Yavno and Fox (2013) collected introduced pumpkinseed sunfish from four sites in Canada, two flowing water sites and two still water sites, and returned them to a holding facility. Progeny from mating between individuals within each population were then allocated to artificial channels and subjected to either still or flowing water for 80 days. Various morphological features for each fish were measured at the end of the experiment. Each morphological measurement was analyzed in a two-factor linear model, including the value of the centroid of nine points on the body as a measure of body size.
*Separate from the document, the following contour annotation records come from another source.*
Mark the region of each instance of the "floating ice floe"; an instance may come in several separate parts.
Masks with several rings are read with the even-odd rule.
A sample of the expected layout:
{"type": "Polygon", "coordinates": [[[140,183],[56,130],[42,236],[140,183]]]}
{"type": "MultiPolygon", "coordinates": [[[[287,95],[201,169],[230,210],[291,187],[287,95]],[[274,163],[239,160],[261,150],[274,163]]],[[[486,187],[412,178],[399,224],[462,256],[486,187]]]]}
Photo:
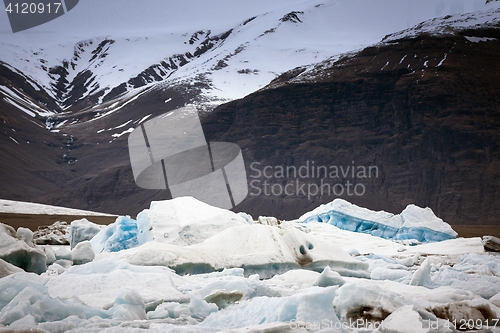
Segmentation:
{"type": "Polygon", "coordinates": [[[90,222],[85,218],[74,220],[69,226],[69,243],[71,248],[74,248],[80,242],[91,240],[104,228],[104,225],[90,222]]]}
{"type": "Polygon", "coordinates": [[[0,259],[28,272],[43,273],[47,269],[47,257],[42,248],[32,243],[33,233],[0,223],[0,259]],[[19,238],[18,238],[19,237],[19,238]]]}
{"type": "Polygon", "coordinates": [[[401,214],[394,215],[335,199],[302,215],[298,220],[303,223],[325,222],[344,230],[417,243],[439,242],[457,236],[448,223],[434,215],[432,209],[415,205],[408,205],[401,214]]]}
{"type": "Polygon", "coordinates": [[[294,223],[249,224],[238,214],[191,197],[152,202],[150,209],[139,213],[136,226],[135,238],[134,220],[120,217],[115,226],[97,234],[91,240],[95,252],[101,253],[96,260],[120,258],[136,265],[168,266],[183,274],[242,267],[247,275],[271,277],[300,267],[321,272],[330,266],[342,275],[369,276],[366,263],[294,223]],[[123,221],[129,226],[125,231],[118,227],[123,221]],[[112,253],[114,249],[124,250],[112,253]]]}
{"type": "Polygon", "coordinates": [[[408,246],[328,223],[255,221],[193,198],[119,217],[72,250],[2,228],[49,267],[37,275],[0,260],[0,332],[451,333],[453,320],[491,332],[500,324],[491,327],[500,256],[480,238],[408,246]]]}

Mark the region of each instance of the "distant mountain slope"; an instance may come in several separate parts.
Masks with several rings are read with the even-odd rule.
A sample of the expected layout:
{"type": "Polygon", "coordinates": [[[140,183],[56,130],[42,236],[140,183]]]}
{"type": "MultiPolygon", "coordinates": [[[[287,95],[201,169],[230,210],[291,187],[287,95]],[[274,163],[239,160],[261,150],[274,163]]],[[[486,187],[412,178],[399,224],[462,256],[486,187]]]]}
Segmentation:
{"type": "MultiPolygon", "coordinates": [[[[133,128],[186,103],[210,110],[263,88],[285,70],[314,63],[213,114],[202,112],[207,139],[238,143],[249,176],[256,173],[252,162],[354,161],[380,173],[364,181],[364,196],[350,201],[387,211],[429,205],[450,223],[493,223],[498,5],[487,5],[489,18],[464,16],[468,22],[484,18],[467,31],[451,25],[446,34],[429,33],[436,22],[464,18],[446,17],[338,55],[419,17],[484,7],[483,1],[419,3],[283,1],[265,13],[238,12],[219,25],[210,18],[198,28],[207,21],[193,20],[170,34],[137,30],[131,37],[116,30],[81,39],[71,37],[73,30],[40,49],[40,41],[27,46],[5,38],[0,197],[134,215],[166,194],[135,185],[127,149],[133,128]],[[358,28],[348,13],[377,19],[358,28]]],[[[30,36],[25,42],[38,35],[30,36]]],[[[330,199],[250,196],[237,209],[294,218],[330,199]]]]}
{"type": "Polygon", "coordinates": [[[320,185],[311,171],[309,178],[268,177],[279,172],[276,166],[298,169],[314,162],[376,166],[378,177],[349,172],[324,179],[363,184],[364,195],[346,191],[342,197],[365,207],[399,211],[415,203],[453,224],[498,223],[500,12],[469,15],[466,22],[464,17],[429,22],[421,25],[428,29],[296,68],[209,114],[204,124],[210,140],[235,142],[248,163],[259,163],[248,171],[253,193],[262,193],[239,208],[293,218],[330,201],[335,196],[308,200],[298,191],[271,192],[273,184],[300,181],[306,190],[320,185]],[[273,168],[265,174],[265,166],[273,168]],[[271,195],[264,194],[266,180],[271,195]]]}

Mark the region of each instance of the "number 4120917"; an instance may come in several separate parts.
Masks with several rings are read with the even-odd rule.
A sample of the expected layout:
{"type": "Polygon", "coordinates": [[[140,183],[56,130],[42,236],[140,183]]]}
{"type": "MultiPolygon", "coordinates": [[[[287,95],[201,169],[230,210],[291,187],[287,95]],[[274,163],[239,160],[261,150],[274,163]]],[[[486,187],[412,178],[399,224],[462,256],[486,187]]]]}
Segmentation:
{"type": "Polygon", "coordinates": [[[23,2],[23,3],[9,3],[5,7],[5,11],[9,14],[57,14],[61,9],[62,3],[54,2],[44,4],[42,2],[23,2]]]}

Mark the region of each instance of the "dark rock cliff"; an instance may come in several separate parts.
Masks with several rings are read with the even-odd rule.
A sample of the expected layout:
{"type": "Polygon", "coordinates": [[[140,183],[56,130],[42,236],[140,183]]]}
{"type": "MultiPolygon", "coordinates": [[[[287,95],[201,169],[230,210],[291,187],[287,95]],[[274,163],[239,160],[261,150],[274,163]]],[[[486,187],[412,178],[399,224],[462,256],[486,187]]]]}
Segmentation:
{"type": "Polygon", "coordinates": [[[498,223],[499,39],[484,29],[384,43],[220,106],[203,121],[207,139],[237,143],[254,181],[237,208],[296,218],[342,197],[394,213],[429,206],[452,224],[498,223]],[[308,177],[293,173],[308,163],[308,177]],[[312,163],[338,177],[312,175],[312,163]]]}

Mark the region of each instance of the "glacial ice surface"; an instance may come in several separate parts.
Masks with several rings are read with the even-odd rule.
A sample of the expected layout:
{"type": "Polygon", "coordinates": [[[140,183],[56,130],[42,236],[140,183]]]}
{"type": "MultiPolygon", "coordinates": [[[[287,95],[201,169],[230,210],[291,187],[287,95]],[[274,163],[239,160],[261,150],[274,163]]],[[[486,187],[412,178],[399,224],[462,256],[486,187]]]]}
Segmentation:
{"type": "Polygon", "coordinates": [[[340,229],[399,241],[440,242],[457,236],[448,223],[434,215],[432,209],[415,205],[408,205],[401,214],[395,215],[335,199],[305,213],[298,220],[330,223],[340,229]]]}

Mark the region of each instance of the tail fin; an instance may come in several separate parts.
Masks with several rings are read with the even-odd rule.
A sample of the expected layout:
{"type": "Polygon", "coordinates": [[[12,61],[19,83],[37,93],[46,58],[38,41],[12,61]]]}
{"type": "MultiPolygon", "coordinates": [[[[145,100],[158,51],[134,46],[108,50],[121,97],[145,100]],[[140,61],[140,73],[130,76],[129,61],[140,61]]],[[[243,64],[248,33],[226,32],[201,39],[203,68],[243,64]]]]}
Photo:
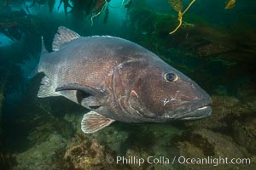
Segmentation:
{"type": "Polygon", "coordinates": [[[31,72],[31,74],[29,75],[28,78],[32,78],[32,77],[34,77],[34,76],[38,73],[38,65],[40,65],[41,57],[42,57],[42,55],[44,55],[44,54],[49,53],[49,52],[47,51],[47,49],[45,48],[43,36],[42,36],[42,37],[41,37],[41,40],[42,40],[42,48],[41,48],[41,56],[40,56],[39,63],[38,63],[38,65],[36,66],[36,68],[31,72]]]}

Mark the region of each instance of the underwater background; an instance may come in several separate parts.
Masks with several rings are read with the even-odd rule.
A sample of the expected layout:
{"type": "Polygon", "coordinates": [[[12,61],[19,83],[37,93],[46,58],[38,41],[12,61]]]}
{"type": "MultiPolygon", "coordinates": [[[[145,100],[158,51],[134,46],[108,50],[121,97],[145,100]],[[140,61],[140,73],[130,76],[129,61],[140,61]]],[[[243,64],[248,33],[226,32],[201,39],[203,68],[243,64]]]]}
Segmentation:
{"type": "Polygon", "coordinates": [[[0,169],[254,170],[255,70],[256,1],[1,0],[0,169]],[[51,51],[60,26],[151,50],[211,95],[212,116],[187,122],[115,122],[83,133],[80,122],[89,110],[62,97],[38,99],[44,75],[27,78],[39,60],[41,37],[51,51]],[[117,156],[153,156],[156,162],[109,162],[117,156]],[[250,162],[172,162],[220,156],[250,162]]]}

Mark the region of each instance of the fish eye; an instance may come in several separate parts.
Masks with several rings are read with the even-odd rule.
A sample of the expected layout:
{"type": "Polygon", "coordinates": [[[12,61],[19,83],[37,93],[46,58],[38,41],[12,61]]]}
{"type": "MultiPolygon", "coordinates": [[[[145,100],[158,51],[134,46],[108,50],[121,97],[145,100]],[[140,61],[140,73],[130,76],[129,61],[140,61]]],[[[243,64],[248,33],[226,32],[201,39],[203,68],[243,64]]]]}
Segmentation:
{"type": "Polygon", "coordinates": [[[176,82],[177,80],[177,76],[174,73],[166,73],[165,79],[166,82],[176,82]]]}

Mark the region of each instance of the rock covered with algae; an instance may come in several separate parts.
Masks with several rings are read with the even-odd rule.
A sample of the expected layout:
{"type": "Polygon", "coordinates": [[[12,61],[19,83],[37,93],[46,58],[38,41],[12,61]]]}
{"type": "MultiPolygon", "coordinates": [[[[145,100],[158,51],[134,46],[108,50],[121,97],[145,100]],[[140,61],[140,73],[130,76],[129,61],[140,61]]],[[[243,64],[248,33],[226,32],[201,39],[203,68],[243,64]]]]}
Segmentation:
{"type": "Polygon", "coordinates": [[[14,169],[59,169],[55,158],[58,157],[59,150],[66,148],[67,139],[54,133],[41,144],[29,150],[16,154],[17,166],[14,169]]]}
{"type": "Polygon", "coordinates": [[[120,165],[109,162],[114,153],[96,139],[78,133],[69,143],[64,155],[64,161],[74,169],[119,169],[120,165]]]}

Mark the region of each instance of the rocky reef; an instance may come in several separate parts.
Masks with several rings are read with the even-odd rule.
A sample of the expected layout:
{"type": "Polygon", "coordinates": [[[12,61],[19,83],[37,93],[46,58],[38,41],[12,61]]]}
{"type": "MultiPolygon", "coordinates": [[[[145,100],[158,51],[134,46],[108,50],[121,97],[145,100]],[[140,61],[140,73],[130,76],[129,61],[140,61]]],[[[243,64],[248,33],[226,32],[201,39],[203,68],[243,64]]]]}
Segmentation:
{"type": "MultiPolygon", "coordinates": [[[[241,94],[244,93],[246,90],[241,94]]],[[[256,168],[256,100],[252,97],[241,102],[242,99],[242,96],[212,96],[212,115],[192,122],[174,125],[116,122],[92,134],[80,131],[81,115],[67,113],[58,122],[63,122],[62,125],[72,122],[72,135],[65,136],[65,133],[55,130],[56,127],[51,125],[54,121],[41,124],[28,136],[32,145],[15,155],[17,165],[14,168],[253,170],[256,168]],[[48,135],[39,135],[38,139],[36,134],[40,133],[48,135]],[[117,156],[137,156],[144,160],[149,156],[156,160],[168,158],[169,163],[117,162],[117,156]],[[250,164],[216,164],[213,161],[211,164],[191,165],[177,161],[172,164],[174,156],[212,160],[249,158],[250,164]]]]}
Each morphological variable and the value of the centroid was log transformed before analysis.
Pumpkinseed sunfish, Lepomis gibbosus. © Smithsonian Environmental Research Center, CC BY 4.0
The paper is here and the data are in the supplementary material S2
Yavno, S. & Fox, M. G. (2013). Morphological change and phenotypic plasticity in native and non-native pumpkinseed sunfish in response to sustained water velocities. Journal of Evolutionary Biology, 26, 2383-95.
First, load the required packages (car, interactions)
Import yavno data file (yavno.csv)
yavno <- read.csv("../data/yavno.csv")
head(yavno,10)
Check that the covariate is not affected by factors
boxplot(log10(centroid)~pops*watervel, data=yavno)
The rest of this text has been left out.